Building a positive legacy: how mines can create thriving towns

By Jarendra Reddy | March 16, 2021

The world is experiencing unprecedented change at an accelerating pace, bringing volatility across many economic sectors demonstrated by cycles of boom and bust. The mining industry, like others, is not immune to such forces and continues to learn to adapt. We’re seeing increasing interest and a rising trend of businesses starting to prioritize social responsibility. When we look at communities immediately adjacent to mine sites, those communities often have their short-term success and long-term prosperity interwoven with that of the mine.

More than ever before corporations are aspiring to be forces of good in the world, eager to have a positive socio-economic impact. A combination of growing empathy for stakeholders and affected communities fighting for relevance has shone a spotlight on the need to create sustainable opportunities for the communities touched by the activities of mining. Notwithstanding the aspiration and willingness, there is a legacy of failed mining towns around the globe. Some have become ghost towns. Some have become populated with impoverished communities. Around the world, there are lessons to be learned on how to do better.

It’s not all tragic. There are contrasting examples of thriving global cities like Johannesburg which rose on the back of mining activities. Still considered an arrival city on the African continent, it’s the gateway to opportunity and economic liberation for many.
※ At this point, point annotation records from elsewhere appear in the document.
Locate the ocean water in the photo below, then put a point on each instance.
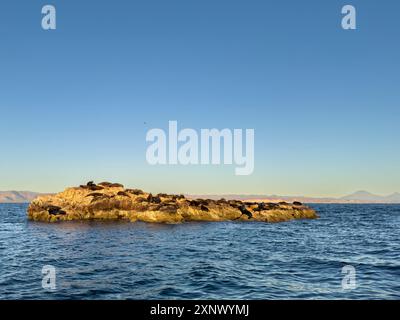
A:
(300, 259)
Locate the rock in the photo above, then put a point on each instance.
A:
(95, 194)
(104, 184)
(136, 205)
(54, 210)
(95, 188)
(135, 192)
(246, 212)
(116, 185)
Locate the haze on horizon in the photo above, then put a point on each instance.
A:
(76, 102)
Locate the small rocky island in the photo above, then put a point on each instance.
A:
(111, 201)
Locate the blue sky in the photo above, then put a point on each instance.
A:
(76, 102)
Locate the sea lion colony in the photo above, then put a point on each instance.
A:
(111, 201)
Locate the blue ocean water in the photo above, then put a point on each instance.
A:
(300, 259)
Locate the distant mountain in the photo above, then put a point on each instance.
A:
(394, 197)
(17, 196)
(363, 196)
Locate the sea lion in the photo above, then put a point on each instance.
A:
(95, 188)
(155, 199)
(55, 210)
(104, 184)
(136, 192)
(246, 212)
(95, 194)
(115, 185)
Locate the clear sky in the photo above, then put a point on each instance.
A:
(76, 102)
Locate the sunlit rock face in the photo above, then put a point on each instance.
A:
(111, 201)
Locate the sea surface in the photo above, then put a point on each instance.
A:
(300, 259)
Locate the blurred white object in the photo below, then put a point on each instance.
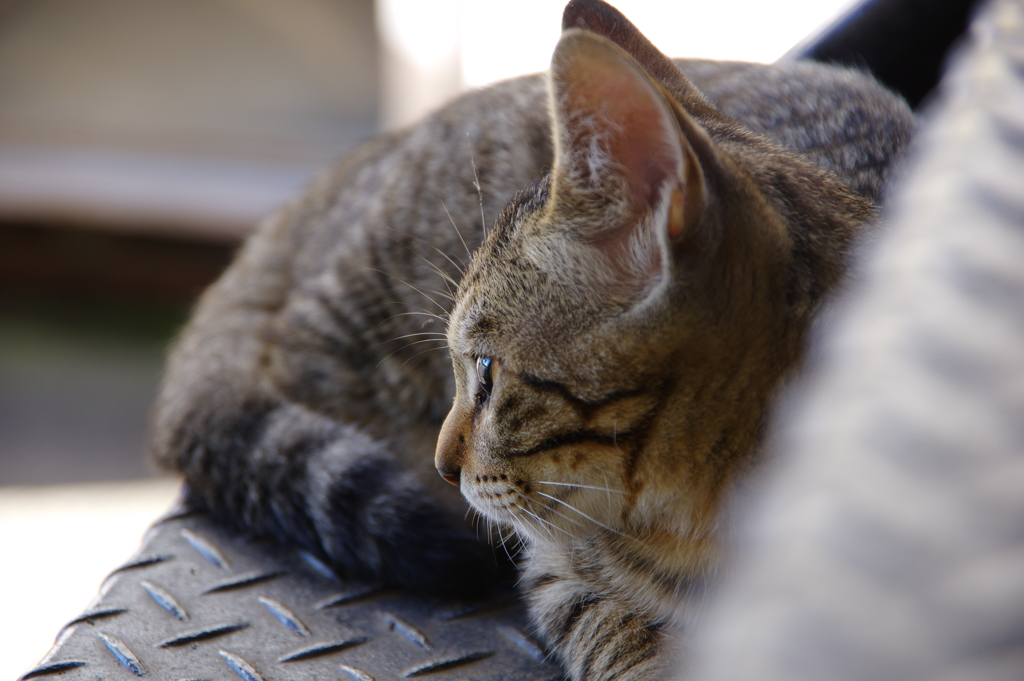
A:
(58, 544)
(435, 49)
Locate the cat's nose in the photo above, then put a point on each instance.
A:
(452, 475)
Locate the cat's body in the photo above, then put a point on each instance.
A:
(299, 401)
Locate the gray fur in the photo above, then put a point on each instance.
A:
(297, 401)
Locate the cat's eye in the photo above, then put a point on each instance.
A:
(485, 368)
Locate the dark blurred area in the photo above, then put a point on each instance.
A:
(139, 142)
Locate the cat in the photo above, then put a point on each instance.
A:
(611, 345)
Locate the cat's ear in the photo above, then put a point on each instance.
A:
(625, 175)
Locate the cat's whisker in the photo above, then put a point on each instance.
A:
(544, 521)
(479, 194)
(442, 348)
(576, 510)
(431, 315)
(457, 230)
(574, 484)
(461, 267)
(436, 335)
(414, 288)
(407, 346)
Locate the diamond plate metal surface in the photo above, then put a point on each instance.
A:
(200, 602)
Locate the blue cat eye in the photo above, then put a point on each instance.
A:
(484, 379)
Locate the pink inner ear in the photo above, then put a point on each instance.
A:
(617, 107)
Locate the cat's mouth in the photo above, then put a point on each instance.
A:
(541, 511)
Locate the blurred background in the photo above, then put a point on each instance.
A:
(140, 140)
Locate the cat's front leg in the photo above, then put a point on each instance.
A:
(596, 635)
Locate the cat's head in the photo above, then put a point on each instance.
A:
(617, 335)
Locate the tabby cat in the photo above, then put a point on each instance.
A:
(615, 336)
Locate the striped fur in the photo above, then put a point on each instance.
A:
(641, 299)
(619, 335)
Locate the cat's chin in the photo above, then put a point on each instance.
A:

Looking to another sector for inspiration, the city of Sheffield in the United Kingdom reached peak levels of prosperity in the 1970s after being the birthplace of global steel production. However, by the 1980s it appeared as though Sheffield’s best years were behind it. A once thriving city was now characterized by mass unemployment and poverty, and in need of reinvention. It took economic acuity, vision, and creativity to transform Sheffield into the advanced manufacturing powerhouse it is today, where it is the research hub of brands like McLaren, Rolls-Royce, Siemens, and British Aerospace.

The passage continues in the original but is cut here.